Ghana Agency expresses concern over Boko Haram’s threat to African pastoralist movements
Emmanuel Obeng, Director of the Environmental Protection Agency of Ghana, on Wednesday said this at a meeting of climate-vulnerable African nations in Addis Ababa.
He said because of the attacks by Boko Haram and other armed groups, herders in Africa’s Sahel, are abandoning traditional dry-season grazing grounds in Nigeria and converging on Ghana.
Obeng said the damage the migrants are causing in Ghana was becoming unbearable because they are driving conflict with farmers and worsening deforestation.
He said Ghana has received the largest share of the pastoralist herders avoiding Nigeria and other conflict-affected countries in the region.
“My country is carrying more burdens.
“As they come with their livestock, they burn the vegetation in Ghana to get fresh grass for their cattle.
“There have been many conflicts with our people over natural resources, including water and land,” he said.
Obeng said as a result of the influx of migrants, Ghana’s young farmers are now forced to move to urban areas seeking other opportunities for a living.
“The loss of trees also has resulted in land degradation and “had a lot of impact on climate change.
Obeng said the way to address the worsening pressures may be to set aside some land in Ghana for the use of migrants.
“We need to manage it by reserving certain areas for these pastoralists coming to Ghana.
He said closing borders and stopping movement of the nomads in West Africa is not an option.
According to him, the Economic Community of West African States (ECOWAS) allows the free movement of people from one member country to another.
Obeng stressed the need to persuade the nomads of the value of protecting trees, and given alternatives to use.
Assadek Cham, a Councillor at the National Council of Environment and Sustainable Development in Niger, said moving herds south in search of pasture in the dry season was an ancient practice in the Sahel.

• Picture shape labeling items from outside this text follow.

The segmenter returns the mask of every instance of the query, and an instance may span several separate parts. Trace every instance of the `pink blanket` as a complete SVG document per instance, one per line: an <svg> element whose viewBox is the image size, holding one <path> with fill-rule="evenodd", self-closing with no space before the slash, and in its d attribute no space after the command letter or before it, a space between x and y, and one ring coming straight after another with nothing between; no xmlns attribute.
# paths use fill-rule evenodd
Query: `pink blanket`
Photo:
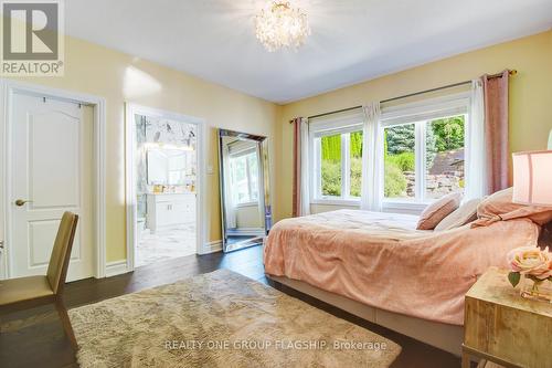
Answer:
<svg viewBox="0 0 552 368"><path fill-rule="evenodd" d="M265 272L300 280L367 305L463 325L464 295L509 250L537 244L528 219L434 232L413 215L353 210L278 222L265 243Z"/></svg>

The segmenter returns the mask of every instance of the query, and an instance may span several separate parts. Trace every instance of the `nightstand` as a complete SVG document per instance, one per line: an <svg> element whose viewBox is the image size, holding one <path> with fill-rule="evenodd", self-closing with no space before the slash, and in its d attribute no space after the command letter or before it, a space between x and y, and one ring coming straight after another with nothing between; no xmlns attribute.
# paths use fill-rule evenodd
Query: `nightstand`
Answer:
<svg viewBox="0 0 552 368"><path fill-rule="evenodd" d="M466 294L463 368L473 357L505 367L552 367L552 304L522 298L507 275L491 267Z"/></svg>

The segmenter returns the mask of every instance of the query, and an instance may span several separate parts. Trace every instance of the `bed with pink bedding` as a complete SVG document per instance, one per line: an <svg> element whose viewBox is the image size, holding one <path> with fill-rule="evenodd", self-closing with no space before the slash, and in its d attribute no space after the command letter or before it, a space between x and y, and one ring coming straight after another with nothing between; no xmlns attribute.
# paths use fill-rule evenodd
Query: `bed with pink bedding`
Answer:
<svg viewBox="0 0 552 368"><path fill-rule="evenodd" d="M537 244L520 218L487 227L415 230L417 217L339 210L283 220L265 242L268 275L301 281L364 305L450 325L464 295L511 249Z"/></svg>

He said under increasing pressure as cross-border Islamist militant groups including Boko Haram, make the annual journey increasingly perilous.
Cham said thousands of Niger’s Fulani nomads, for instance, normally migrate south with their cattle and camels along two key routes.

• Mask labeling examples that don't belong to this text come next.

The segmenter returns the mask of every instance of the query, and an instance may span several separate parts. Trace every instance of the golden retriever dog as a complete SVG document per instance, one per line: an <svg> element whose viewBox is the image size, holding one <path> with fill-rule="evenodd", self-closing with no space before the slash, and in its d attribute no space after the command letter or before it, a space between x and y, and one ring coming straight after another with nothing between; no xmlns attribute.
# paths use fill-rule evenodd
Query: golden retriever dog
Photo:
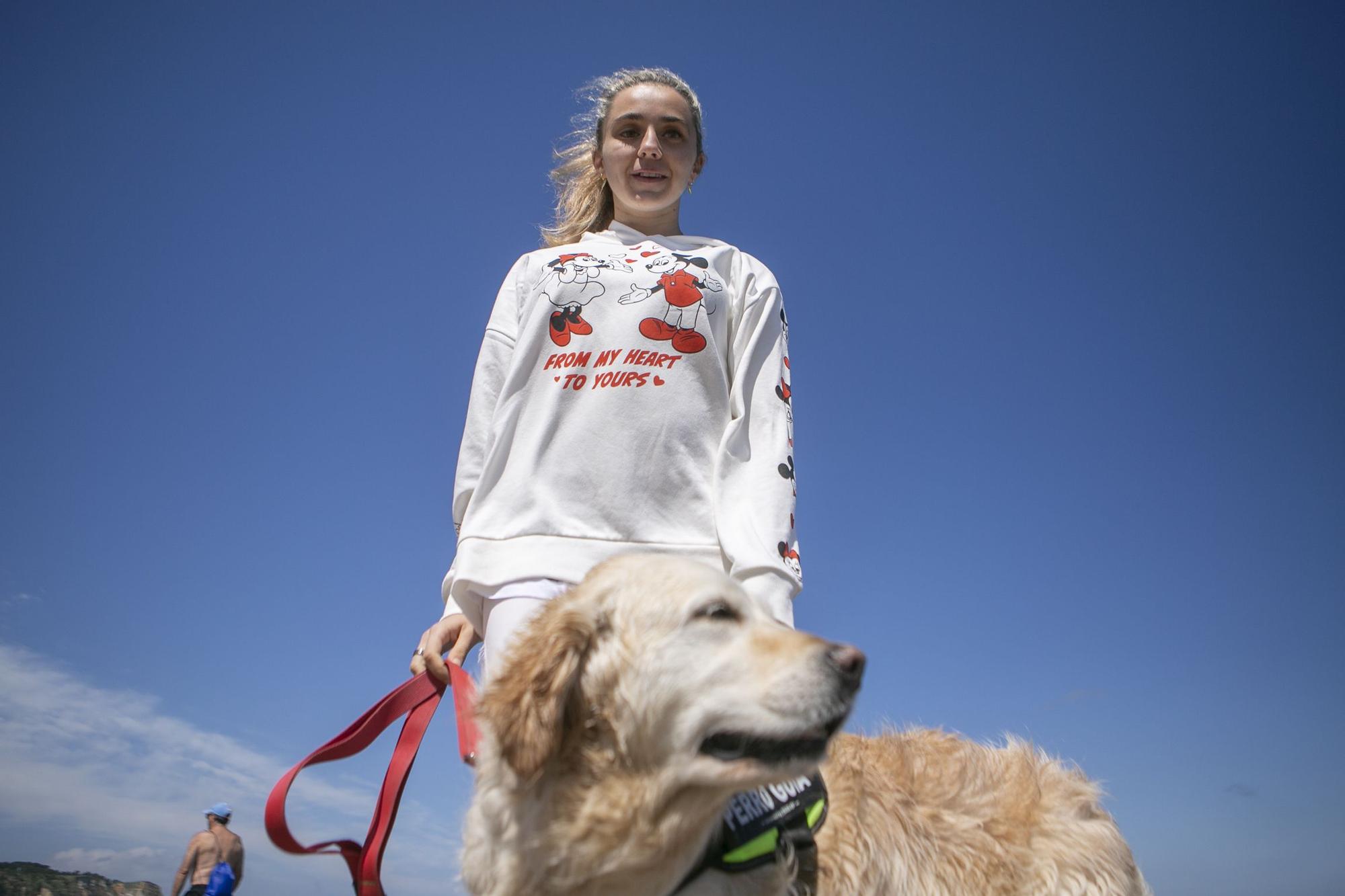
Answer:
<svg viewBox="0 0 1345 896"><path fill-rule="evenodd" d="M862 670L709 566L599 565L482 692L463 880L476 896L1149 893L1098 787L1032 747L837 736ZM736 792L819 764L808 881L787 845L689 877Z"/></svg>

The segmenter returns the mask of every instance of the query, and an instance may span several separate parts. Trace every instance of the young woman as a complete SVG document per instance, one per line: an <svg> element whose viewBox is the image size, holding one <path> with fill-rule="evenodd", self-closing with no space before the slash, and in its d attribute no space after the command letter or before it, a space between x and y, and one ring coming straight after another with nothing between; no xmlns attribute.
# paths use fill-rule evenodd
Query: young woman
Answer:
<svg viewBox="0 0 1345 896"><path fill-rule="evenodd" d="M701 104L664 69L590 85L557 155L547 248L504 278L472 378L444 615L412 671L490 675L541 605L616 553L728 570L785 624L794 534L787 324L771 272L682 233L705 168Z"/></svg>

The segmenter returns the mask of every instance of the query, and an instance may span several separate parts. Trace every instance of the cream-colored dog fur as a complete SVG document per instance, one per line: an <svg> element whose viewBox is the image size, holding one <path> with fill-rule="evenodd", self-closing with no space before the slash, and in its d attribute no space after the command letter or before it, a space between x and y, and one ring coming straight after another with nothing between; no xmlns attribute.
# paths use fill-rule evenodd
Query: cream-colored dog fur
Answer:
<svg viewBox="0 0 1345 896"><path fill-rule="evenodd" d="M773 622L707 566L648 556L601 564L531 620L480 697L468 889L671 893L734 792L818 766L818 755L707 755L706 739L820 744L858 682L857 669L846 682L838 665L857 657L862 665L854 648ZM1149 892L1098 787L1020 741L841 735L822 774L819 896ZM787 862L712 870L678 896L783 896L792 880Z"/></svg>

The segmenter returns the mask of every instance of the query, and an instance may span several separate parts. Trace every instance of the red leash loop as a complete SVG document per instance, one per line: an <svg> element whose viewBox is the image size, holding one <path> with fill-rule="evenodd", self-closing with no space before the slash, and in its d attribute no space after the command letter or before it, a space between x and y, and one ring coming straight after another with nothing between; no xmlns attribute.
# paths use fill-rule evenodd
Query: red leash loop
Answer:
<svg viewBox="0 0 1345 896"><path fill-rule="evenodd" d="M476 718L472 716L472 701L475 687L472 678L460 666L447 663L448 677L453 686L453 709L457 716L457 752L463 761L472 764L476 757ZM440 697L444 696L444 685L429 673L421 673L414 678L398 685L390 694L370 706L363 716L356 718L342 733L336 735L325 744L315 749L301 763L285 772L285 776L276 782L266 798L266 834L270 842L286 853L340 853L350 868L350 879L355 884L358 896L385 896L379 873L383 866L383 849L387 846L387 837L393 831L397 821L397 805L402 799L402 790L406 787L406 776L410 775L412 764L416 761L416 751L420 749L429 720L434 716ZM378 802L374 805L374 818L369 823L369 834L364 844L352 839L330 839L323 844L304 846L285 822L285 798L289 786L295 782L307 766L330 763L336 759L346 759L363 751L374 740L391 726L402 716L406 722L402 733L397 737L397 747L393 749L393 759L383 776L383 786L378 792Z"/></svg>

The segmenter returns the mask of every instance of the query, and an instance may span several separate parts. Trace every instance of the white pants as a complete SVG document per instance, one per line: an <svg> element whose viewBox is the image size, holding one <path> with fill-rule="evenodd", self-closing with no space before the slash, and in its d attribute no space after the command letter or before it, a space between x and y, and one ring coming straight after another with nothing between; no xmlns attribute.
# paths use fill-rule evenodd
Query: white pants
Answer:
<svg viewBox="0 0 1345 896"><path fill-rule="evenodd" d="M518 631L546 605L547 600L558 597L570 589L570 583L555 578L527 578L511 581L491 591L490 595L469 592L463 601L463 615L482 636L482 681L491 677Z"/></svg>

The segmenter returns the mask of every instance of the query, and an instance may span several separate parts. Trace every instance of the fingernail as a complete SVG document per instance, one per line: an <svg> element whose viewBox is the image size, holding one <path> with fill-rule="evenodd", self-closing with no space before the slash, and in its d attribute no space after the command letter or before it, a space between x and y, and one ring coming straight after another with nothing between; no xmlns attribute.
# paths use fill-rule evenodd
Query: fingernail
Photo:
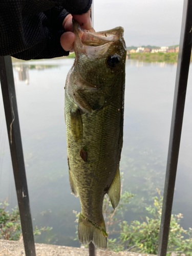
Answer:
<svg viewBox="0 0 192 256"><path fill-rule="evenodd" d="M89 29L90 29L92 27L92 22L91 21L91 17L90 17L88 22L89 22Z"/></svg>

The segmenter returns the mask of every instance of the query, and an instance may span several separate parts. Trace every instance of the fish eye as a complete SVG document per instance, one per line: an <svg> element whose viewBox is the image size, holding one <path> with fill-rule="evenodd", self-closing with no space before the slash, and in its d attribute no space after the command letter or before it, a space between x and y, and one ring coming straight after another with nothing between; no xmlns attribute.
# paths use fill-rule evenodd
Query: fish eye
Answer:
<svg viewBox="0 0 192 256"><path fill-rule="evenodd" d="M112 54L110 55L107 59L108 65L111 68L115 68L118 65L119 61L119 56L116 54Z"/></svg>

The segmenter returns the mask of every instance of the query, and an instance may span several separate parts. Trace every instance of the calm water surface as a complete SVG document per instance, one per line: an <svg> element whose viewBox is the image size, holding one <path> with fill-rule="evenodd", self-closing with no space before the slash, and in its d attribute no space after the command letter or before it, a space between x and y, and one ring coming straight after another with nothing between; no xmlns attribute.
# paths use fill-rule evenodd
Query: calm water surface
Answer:
<svg viewBox="0 0 192 256"><path fill-rule="evenodd" d="M14 76L33 225L53 227L36 241L79 246L73 241L73 210L80 211L80 205L71 194L63 110L63 88L73 62L18 62ZM165 63L126 62L120 170L123 189L136 194L124 215L129 222L144 218L156 188L163 189L176 69ZM188 84L173 209L183 214L184 228L192 227L191 69ZM1 95L0 122L0 200L9 196L11 208L17 202Z"/></svg>

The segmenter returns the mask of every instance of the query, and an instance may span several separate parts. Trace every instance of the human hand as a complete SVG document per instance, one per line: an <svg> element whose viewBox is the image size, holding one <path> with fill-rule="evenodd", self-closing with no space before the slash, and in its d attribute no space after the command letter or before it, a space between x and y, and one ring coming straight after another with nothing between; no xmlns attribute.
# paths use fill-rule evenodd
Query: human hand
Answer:
<svg viewBox="0 0 192 256"><path fill-rule="evenodd" d="M73 17L78 22L83 29L89 30L92 28L92 23L90 17L91 10L81 15L68 14L62 23L62 26L67 32L60 37L60 42L63 49L67 51L73 51L73 45L75 41L75 35L73 31Z"/></svg>

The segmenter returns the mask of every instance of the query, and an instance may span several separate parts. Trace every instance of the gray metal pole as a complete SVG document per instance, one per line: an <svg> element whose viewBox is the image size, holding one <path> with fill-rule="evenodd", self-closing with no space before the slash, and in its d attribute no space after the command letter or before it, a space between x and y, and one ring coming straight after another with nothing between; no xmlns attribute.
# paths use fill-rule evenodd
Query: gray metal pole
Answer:
<svg viewBox="0 0 192 256"><path fill-rule="evenodd" d="M89 256L96 256L95 245L92 242L89 245Z"/></svg>
<svg viewBox="0 0 192 256"><path fill-rule="evenodd" d="M0 57L0 78L26 256L35 256L11 57Z"/></svg>
<svg viewBox="0 0 192 256"><path fill-rule="evenodd" d="M94 19L93 19L93 0L92 2L92 4L91 6L91 21L92 23L92 27L93 28L94 27ZM96 256L96 252L95 250L95 245L93 244L92 242L89 244L89 256Z"/></svg>
<svg viewBox="0 0 192 256"><path fill-rule="evenodd" d="M192 0L184 0L159 236L158 256L166 254L192 40Z"/></svg>

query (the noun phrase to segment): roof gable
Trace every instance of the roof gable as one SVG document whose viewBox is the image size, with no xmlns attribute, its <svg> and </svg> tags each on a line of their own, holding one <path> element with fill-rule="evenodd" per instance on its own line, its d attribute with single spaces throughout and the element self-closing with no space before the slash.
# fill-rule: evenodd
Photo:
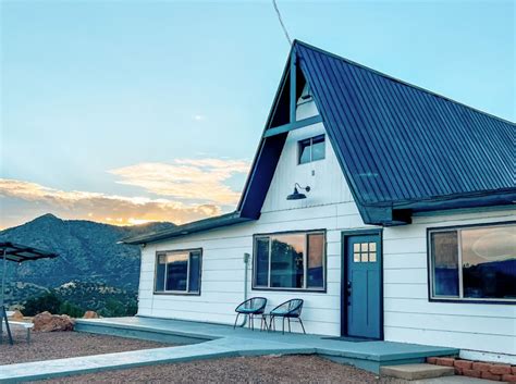
<svg viewBox="0 0 516 384">
<path fill-rule="evenodd" d="M 366 223 L 402 224 L 410 210 L 514 200 L 514 123 L 295 41 L 238 205 L 242 215 L 259 216 L 286 135 L 299 125 L 292 98 L 285 123 L 285 95 L 297 99 L 299 77 Z M 278 134 L 268 136 L 272 131 Z"/>
</svg>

“They go to Ghana via Togo, Benin and Mali, and another to Nigeria.
“About 8,000 Tuareg pastoralists in Niger also traditionally use the Nigerian route and they have no choice but to travel yearly.
“They move because their environment is not good for them and their animals and what do you do if you have hundreds of cattle and have nothing to feed them.
“Besides managing their own animals, many pastoralists also herd south animals belonging to richer people and they move with moves with three to four thousand cattle,” he said.
Cham said as much as pastoralism was in itself a viable economic activity, there was also a need to create alternative livelihoods for women and men who have dropped out of pastoralism.
He said this would alleviate the growing population pressure on the land, as well as to increase the range of cash sources available to pastoralist families.